Ortiz Cofer was born in 1952 in the small town of Hormigueros, Puerto Rico, a semiurban municipality in the western part of the island. Her parents, Fanny Morot Ortiz and J. M. Ortiz Lugo, came to the United States in 1956 and settled in Paterson, New Jersey. As the daughter of a frequently absent military father stationed at Brooklyn’s Navy Yard and an uprooted mother nostalgic for her beloved island, Ortiz Cofer spent portions of her childhood commuting between Hormigueros and Paterson.

Even though most of her schooling was in Paterson, she lived for extended periods at her grandmother’s house in Puerto Rico and attended the local schools.

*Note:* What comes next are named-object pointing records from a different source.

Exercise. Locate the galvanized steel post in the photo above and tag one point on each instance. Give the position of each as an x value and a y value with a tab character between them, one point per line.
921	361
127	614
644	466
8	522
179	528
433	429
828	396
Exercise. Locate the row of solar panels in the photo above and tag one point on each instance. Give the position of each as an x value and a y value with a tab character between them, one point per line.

This back-and-forth movement between her two cultures became a vital part of her poetry and fiction. There is a strong island presence in her narratives, and the authenticity with which she captured life on the island is as powerful as her descriptions of the harsh realities of the Paterson community (Edna Acosta-Belen, State University of New York, Albany, New Encyclopedia of Georgia)

Georgia

Butler High School Yearbook 1970 - Judith Ortiz

At the age of fifteen in 1967, Judith moved with her family to Augusta, Georgia, where she graduated from Butler High School and subsequently attended Augusta College.

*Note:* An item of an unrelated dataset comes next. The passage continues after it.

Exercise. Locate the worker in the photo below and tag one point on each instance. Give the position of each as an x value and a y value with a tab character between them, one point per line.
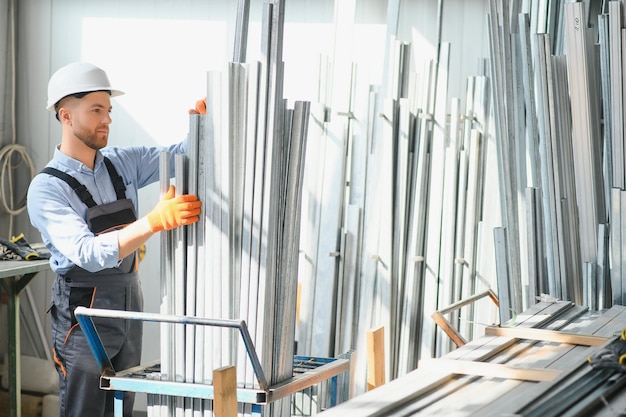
85	204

In 1971, Judith Ortiz married John Cofer, whom she met while attending Augusta College. They both graduated in 1974, Judith obtaining her Bachelor's degree in English. By 1977, Cofer had completed her Master's degree in English at Florida Atlantic University and spent the summer studying at Oxford University with a scholarship from the English Speaking Union.

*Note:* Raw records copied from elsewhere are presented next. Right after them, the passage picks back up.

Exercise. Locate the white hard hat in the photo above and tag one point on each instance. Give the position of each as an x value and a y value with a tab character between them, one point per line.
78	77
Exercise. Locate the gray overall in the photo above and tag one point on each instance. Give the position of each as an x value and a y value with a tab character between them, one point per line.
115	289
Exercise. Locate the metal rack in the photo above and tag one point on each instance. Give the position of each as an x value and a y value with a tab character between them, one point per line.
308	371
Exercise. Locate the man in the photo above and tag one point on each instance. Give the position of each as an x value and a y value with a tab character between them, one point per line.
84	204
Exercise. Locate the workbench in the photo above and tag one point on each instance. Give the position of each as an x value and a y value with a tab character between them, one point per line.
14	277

Between 1978 and 1980, Cofer worked as an adjunct instructor of English Literature and Spanish Language at both Broward County Community College and Palm Beach Community College. From 1980 to 1984, she was an English lecturer at the University of Miami, Coral Gables. Cofer then secured a position at the University of Georgia as an English instructor (1984-1987). At that time, she left UGA and began work at the Georgia Center for Continuing Education (1987-1989), Macon College as an English instructor (1989-1990), and then Mercer University as a special programs coordinator (1990-1992). In 1992, she returned to the University of Georgia as a tenure track associate professor of creative writing. She was then appointed a Regent's Professor and a Franklin Professor of English and Creative Writing.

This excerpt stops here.